Just as Democrats didn't credit Trump for piloting the longest expansion in history, Republicans aren't giving Biden kudos for leading the recovery.
But the economy is currently booming, and while the gap might look like mere partisan grumbling, it can have serious effects on the recovery. The GOP's dismal sentiments could lead to diminished spending. That would starve the economy of much-needed activity. Higher inflation already risks cutting spending, and a sudden pullback would halt the incomplete recovery.
The partisan gap is no clearer than in Washington
Price growth has become the risk du jour in Washington, DC.

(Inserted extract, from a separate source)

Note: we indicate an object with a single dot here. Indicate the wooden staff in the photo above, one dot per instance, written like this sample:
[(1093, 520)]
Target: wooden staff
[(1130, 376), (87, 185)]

After months of arguing higher inflation would only be temporary, the White House has shifted to acknowledging persistent inflation and trying to solve the issue. Biden said on Friday that the bipartisan $US1 ($AU1) trillion infrastructure bill can "lower inflationary pressures in our economy" as long as its funds are spent effectively.
Republicans, meanwhile, are using inflation as a political cudgel against Democrats' midterm hopes. The GOP has blamed their counterparts for rising prices through much of the year and frequently linked inflation to Biden's spending plans.
They sound gleeful that they get to run against Biden on the issue. Soaring prices are a "gold mine" for Republicans as they look to wrest control of the House and the Senate, Sen. Rick Scott of Florida recently told The Wall Street Journal.
Despite the party's inflation fears, inflation itself is expected to be short-lived. Federal Reserve Chair Jerome Powell said earlier in November that price growth should cool "by the second or third quarter." Prices have risen faster than expected, he said, but as supply chains heal, the inflation situation should look much more normal.
By that point, though, the partisan split on views of the economy could have big implications for which party controls Congress, and whose legislative vision on the economy gets realized.